Leveraged funds (particulary 2x and 3x bull indices funds of which I greatly enjoy owning and monitoring) provide superior performance over the long term with minimized risk as compared to providing my own 2x or 3x leverage in borrowing the equivalent money to invest in a standard index fund. I know they are risky, it is leverage afterall, but this fund can only go as low as zero. By providing my own leverage I could lose 200% or 300% of my investment plus the interest on my loans. These funds allow me to participate in a leveraged upside while limited my downside to 100% regardless of the "black box" by which they deliver the leverage.
Regarding the elitist view that one must fully understand the mechanism behind an investment in order to be allowed to participate, I ask the following questions.
Do you understand all the mechanisms by which your laundry machine washes your closthes? You are after all risking your material possessions every time you place them in to the machine and hit start
Do you understand all the mechanisms by which your car provides propulsion in direction you want to go? You are after all risking your life in entering a confined space in proximity to a miniature explosion chamber merely for the purpose of less burdensome transportation- how wreckless
Do you understand all the mechanisms by which stearic acid salts remove body oils? You presumably still rub those chemicals all over your body in the shower every morning.
The mechanism of these things is only mildly important to the consumer. What matters is the performance to the stated objectives. Nobody is under the illusion that a fund that is stated as 3x leveraged will lose approximately 3 times as a percent as the underlying index. I am aware that if the index loses greater than 33% in a day that my entire investment could be gone in that one day. But the math required to understand this is merely multiplication and addition. Anyone with a grade school education should get. A mechanistic understanding of the funds leverage "black box" is not necessary. Comparison of the leveraged funds historical performance compared to the index it tracks and checking
I am not, however against some legislative oversight of these funds, but blocking access to high growth potential funds to only fellow elite investors only serves to further widen the wealth gap. An action that would actually be equitable and useful is to set performance goals for the black box on how they achieve their leverage and possibly even create and/or mandate insurance for the downside proportional to the funds stated goals.
For example- if the underlying index declines 20% and the 3X leveraged bull fund declines 65% then the insurance would cover the 5% that extends beyond the indexes stated relationship to the underlying index. This would be a true consumer protection as it protects against failures of the companys mechanism in the fund from underperforming the stated relationship the fund is supposed to deliver.

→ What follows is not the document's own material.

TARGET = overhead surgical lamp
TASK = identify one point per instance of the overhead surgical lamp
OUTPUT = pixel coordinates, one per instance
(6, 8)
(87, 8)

In summary, leverage is incredibly easy to understand but the mechanism of how the fund achieves it is not. If the SEC follows the elitist line of further restricting the best investment vehicles to those who can understand the black box of the fund they are working against the people they claim to protect. Proper consumer protections could be put in place, however, to protect the average consumer from failures of the black box that deliver worse than advertised results do deserve to have additional protections put in place.